Here's a "heads up" to Heads Up,...it truly is NOT a simple subject, but there ARE ways to simplify the application of it!
To break it down somewhat, it is good to look at it from a basic perspective.
The deco programs in use are (1) Haldane-based (or neo-Haldanian, as Charlie pointed out), and (2) non-Haldanian.
Most of the popular, (here read prevalent), programs are directly based on Haldane's work, with added modifications, or "tweaks", and thus can be labled "Neo-Haldanian". As such, they deal with gas as it moves into and out of solution.
A real argument begins when you get to the non-Haldanian category. It could be argued that any time you deal with gas in solution in the body, you are dealing with a subject researched and more or less "codified" by Haldane. Therefore, in the strictest terms, all of the newer work is at least neo-Haldanian. Now, of course, it can and will be argued by the mathematicians and physicists that the mathematical model is completely different, and therefore the previous statement is not correct. I would have to venture that this would be a subject for them to argue. For the rest of us, it does not matter a heck of a lot!
What does matter to us is ease of use, and the general level of safety in the practical application, i.e. our diving. We as divers must recognize that NOT ONE of these programs can offer a 100% guarantee of safety. If nothing else, that is not statistically possible.
It then behooves us to find a model that has been well researched, both mathematically, and physically.
A good example is the Reduced Gradient Bubble Model (RGBM), created by Dr. Bruce Wienke, of Los Alamos National Laboratory (LANL). RGBM is a deco model that treats both gas in solution, and gas in the free or bubble phase.
Dr. Wienke is, in actual fact, a nuclear physicist. He is also a diver, and an advisor to various government special operations dive units.
Dr. Wienke has put his model through rigorous mathematical testing, using the super-computers available to him at LANL. (I would venture to say LANL has at least as much computing power available as the NSA (No Such Agency), and perhaps more so.
The model has also been rigorously tested by human "crash test dummy volunteers" from various government dive groups, Tim O'Leary's NAUI tech research folks, IANTD's Tom Mount, and others, and has proved to be extremely successful.
It has been suggested to me, by certain individuals in the profession who should know, that the latest iteration of the "GAP" by Kees Hofwegen, is the best example of a full-implementation RGBM program currently available. I do know that the "GAP" has a good user interface, and seems to be relatively intuitive to use. It also offers a fair amount of user adjustable factors to account for such things as workload, temperature, and user preference (i.e. diver desired level of "conservatism").
For an excellent treatment of the subject of decompression and of the RGBM, I would recommend the book "Technical Diving in Depth" by B. R. Wienke, offered by Best Publishing.
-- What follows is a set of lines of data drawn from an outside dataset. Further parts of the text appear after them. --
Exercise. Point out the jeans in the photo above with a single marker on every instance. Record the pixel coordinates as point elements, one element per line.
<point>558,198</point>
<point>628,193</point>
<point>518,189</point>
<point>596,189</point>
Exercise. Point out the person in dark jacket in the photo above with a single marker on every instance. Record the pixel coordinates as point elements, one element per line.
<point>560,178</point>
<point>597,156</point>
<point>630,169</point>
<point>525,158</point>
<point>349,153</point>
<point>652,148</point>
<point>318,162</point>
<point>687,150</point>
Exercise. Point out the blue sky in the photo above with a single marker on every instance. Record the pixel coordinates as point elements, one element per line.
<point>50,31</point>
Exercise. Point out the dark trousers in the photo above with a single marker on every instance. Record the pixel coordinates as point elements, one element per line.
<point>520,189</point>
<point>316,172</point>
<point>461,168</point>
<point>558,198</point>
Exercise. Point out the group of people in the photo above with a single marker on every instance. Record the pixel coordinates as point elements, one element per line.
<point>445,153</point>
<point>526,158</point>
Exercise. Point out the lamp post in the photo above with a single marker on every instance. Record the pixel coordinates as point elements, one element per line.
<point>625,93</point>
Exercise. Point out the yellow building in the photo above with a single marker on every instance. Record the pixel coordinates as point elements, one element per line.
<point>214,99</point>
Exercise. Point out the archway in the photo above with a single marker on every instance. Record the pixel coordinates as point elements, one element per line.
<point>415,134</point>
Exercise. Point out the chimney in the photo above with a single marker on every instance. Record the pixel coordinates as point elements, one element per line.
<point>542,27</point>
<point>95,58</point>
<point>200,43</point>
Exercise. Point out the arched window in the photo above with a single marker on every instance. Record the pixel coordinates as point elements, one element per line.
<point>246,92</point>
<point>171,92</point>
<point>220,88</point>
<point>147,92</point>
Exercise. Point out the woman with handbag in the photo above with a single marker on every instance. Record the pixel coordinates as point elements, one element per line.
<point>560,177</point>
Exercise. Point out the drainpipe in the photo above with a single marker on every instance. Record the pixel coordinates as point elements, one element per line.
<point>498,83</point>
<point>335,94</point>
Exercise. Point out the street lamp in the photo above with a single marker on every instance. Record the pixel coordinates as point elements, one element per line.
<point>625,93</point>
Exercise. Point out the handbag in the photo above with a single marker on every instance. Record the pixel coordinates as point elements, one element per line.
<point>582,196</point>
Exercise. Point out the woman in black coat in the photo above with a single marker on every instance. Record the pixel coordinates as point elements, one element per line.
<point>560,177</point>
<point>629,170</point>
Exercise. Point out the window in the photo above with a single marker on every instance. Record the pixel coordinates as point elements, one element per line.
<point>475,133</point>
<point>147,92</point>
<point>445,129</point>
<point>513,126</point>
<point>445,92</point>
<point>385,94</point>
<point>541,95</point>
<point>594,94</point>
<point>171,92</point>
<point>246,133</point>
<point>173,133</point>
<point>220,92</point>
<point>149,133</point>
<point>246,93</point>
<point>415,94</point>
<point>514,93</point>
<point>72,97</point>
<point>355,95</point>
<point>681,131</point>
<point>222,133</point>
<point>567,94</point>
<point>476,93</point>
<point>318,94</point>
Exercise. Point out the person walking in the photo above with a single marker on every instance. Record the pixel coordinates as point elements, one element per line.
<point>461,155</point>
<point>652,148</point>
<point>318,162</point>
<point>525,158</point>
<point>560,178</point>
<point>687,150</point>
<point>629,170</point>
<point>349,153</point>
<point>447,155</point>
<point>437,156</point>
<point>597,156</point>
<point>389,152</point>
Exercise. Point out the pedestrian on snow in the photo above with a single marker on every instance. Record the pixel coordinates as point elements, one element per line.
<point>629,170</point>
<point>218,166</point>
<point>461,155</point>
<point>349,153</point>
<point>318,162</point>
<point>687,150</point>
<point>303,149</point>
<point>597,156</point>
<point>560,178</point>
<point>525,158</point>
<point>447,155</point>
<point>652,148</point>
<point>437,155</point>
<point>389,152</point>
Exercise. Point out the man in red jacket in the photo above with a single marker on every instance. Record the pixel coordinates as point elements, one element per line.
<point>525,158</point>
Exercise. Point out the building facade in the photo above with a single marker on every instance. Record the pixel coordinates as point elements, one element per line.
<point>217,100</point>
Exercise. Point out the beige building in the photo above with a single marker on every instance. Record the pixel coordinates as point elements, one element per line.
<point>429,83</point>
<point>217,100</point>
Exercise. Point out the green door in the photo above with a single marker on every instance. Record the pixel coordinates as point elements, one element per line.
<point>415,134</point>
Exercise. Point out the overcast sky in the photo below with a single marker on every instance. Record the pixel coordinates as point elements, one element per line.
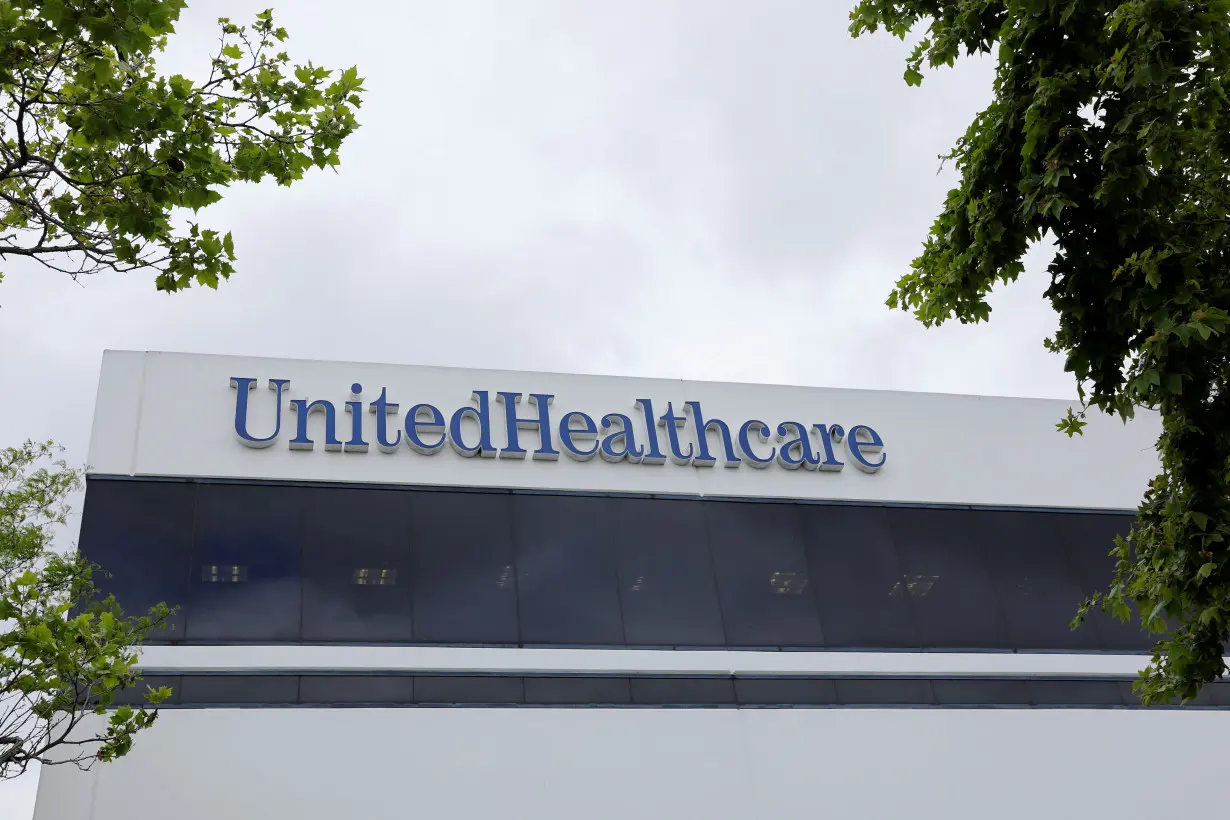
<point>677,188</point>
I would be the first one to admit that I am not a mathematician, either by trade or preference. There is, however, enough explanation in the text to enable one to "read around" the math and understand what has been done with the concept. For those so trained and inclined, Dr. Wienke has included the math as "proof of concept".
I hope that this will be helpful to you in your understanding of a sometimes nebulous and often confusing subject!
BJD